I took the time to run some performance benchmarks and wanted to share the results.Hopefully, this can spark some discussion.
I compared the following storage backends:
Raw host devices (for baseline performance)
FileThin
LVM Thin
ZFS Thin
For testing the storage backends I didn’t want to test the network so no replication is used during these tests. I ran 3 passes of the following fio command, where I was mainly interested in random write performance for 4K byte size.
The first pass was always slower than the subsequent runs. FileThin and LVM Thin showed the most improvement across passes. This suggests that caching mechanisms might be in play.
ZFS Thin was more stable, with less variation between runs.
Open Questions
Has anyone else observed caching effects in similar tests?
Are there any recommended tunings for LVM Thin or ZFS Thin to improve performance? I’ve already reviewed Performance Tuning for LINSTOR Persistent Storage in Kubernetes - LINBIT. It mentions disk-flushes and md-flushes can possibly be disabled. But this can only be done with hardware raid right? I could use some help in figuring out if I can disable this.
I wasn’t sure if you were running the same tests using the same PV, or if you were deleteing the PV between “passes”. If you were using the same PV, the performance hit could be due to block allocation during the first pass, that doesn’t have to happen during subsequent passes.

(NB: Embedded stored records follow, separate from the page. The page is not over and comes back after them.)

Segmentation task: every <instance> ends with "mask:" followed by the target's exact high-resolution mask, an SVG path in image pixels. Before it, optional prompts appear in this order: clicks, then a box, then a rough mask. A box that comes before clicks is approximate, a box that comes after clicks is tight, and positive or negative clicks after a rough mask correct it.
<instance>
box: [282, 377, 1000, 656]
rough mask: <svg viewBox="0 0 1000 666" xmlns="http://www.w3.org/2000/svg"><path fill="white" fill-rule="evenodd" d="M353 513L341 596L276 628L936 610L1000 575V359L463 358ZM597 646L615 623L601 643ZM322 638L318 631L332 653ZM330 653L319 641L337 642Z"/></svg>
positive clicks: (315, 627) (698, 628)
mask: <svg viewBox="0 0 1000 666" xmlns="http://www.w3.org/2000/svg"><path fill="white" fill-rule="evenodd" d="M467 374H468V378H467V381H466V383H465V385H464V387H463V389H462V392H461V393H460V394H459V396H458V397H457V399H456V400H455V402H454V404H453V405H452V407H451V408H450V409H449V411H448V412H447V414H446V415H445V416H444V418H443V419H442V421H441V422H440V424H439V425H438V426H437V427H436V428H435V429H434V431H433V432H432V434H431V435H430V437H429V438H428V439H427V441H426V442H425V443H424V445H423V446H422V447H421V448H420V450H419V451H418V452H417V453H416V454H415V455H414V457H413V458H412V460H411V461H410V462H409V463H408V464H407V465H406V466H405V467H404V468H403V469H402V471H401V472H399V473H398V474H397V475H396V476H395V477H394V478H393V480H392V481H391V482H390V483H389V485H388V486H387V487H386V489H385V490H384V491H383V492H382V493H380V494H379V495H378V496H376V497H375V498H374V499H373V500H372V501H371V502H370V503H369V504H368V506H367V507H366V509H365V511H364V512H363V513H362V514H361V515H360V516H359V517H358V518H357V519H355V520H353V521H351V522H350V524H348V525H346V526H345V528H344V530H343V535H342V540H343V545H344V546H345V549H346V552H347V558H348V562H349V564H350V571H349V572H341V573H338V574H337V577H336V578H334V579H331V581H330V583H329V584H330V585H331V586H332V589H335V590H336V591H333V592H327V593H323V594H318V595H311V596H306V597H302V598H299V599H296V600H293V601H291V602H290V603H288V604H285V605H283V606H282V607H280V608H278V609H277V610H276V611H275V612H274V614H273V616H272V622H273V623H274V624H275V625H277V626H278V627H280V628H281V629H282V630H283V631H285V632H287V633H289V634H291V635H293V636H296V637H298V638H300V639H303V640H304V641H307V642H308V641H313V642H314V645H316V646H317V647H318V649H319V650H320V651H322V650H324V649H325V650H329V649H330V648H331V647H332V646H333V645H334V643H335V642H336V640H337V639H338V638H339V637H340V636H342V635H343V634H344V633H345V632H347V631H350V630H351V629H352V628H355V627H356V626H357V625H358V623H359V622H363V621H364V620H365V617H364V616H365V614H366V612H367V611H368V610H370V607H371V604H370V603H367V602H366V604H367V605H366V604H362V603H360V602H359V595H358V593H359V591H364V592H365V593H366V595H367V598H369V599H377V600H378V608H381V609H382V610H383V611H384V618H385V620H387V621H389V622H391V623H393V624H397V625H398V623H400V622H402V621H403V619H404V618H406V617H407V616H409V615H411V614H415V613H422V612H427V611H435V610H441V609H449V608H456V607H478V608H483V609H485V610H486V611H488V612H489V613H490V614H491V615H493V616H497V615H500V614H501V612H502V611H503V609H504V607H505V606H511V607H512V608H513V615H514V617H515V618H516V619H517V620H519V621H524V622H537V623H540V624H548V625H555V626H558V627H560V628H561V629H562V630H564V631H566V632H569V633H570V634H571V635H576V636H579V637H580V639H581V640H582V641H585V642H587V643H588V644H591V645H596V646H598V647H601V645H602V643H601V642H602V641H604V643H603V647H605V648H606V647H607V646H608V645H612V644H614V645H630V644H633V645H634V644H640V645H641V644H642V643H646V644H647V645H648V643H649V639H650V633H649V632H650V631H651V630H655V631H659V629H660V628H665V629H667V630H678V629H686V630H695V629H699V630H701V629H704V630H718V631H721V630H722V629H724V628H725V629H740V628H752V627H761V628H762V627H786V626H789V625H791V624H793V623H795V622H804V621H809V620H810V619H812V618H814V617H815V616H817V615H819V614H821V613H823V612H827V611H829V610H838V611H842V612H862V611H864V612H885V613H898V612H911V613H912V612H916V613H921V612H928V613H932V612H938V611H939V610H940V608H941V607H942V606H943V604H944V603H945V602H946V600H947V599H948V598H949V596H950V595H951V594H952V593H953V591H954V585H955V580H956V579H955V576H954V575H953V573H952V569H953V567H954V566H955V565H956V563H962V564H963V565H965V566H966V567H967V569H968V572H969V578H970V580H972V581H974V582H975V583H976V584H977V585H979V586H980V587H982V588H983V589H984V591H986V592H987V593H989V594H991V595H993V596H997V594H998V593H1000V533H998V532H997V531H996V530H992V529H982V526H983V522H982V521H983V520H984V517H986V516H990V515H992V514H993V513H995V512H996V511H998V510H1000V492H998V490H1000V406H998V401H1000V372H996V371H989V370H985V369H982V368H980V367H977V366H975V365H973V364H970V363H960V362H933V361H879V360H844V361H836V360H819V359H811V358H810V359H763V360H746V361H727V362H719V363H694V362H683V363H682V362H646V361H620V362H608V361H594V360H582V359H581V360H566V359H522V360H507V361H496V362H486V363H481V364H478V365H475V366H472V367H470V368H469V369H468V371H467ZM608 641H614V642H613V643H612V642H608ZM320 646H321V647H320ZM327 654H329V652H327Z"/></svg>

For hardware installations, you would only want to disable flushes if you have battery backed write caches on your storage controllers. Otherwise, you could end up with partial writes or corruption during hard crashes. In virtual machines, you could enable “writethrough” on the virtual storage to allow the host machines caches to handle the flushing, but you’d still leave yourself open to corruption if the host crashes and doesn’t have battery backed write caches.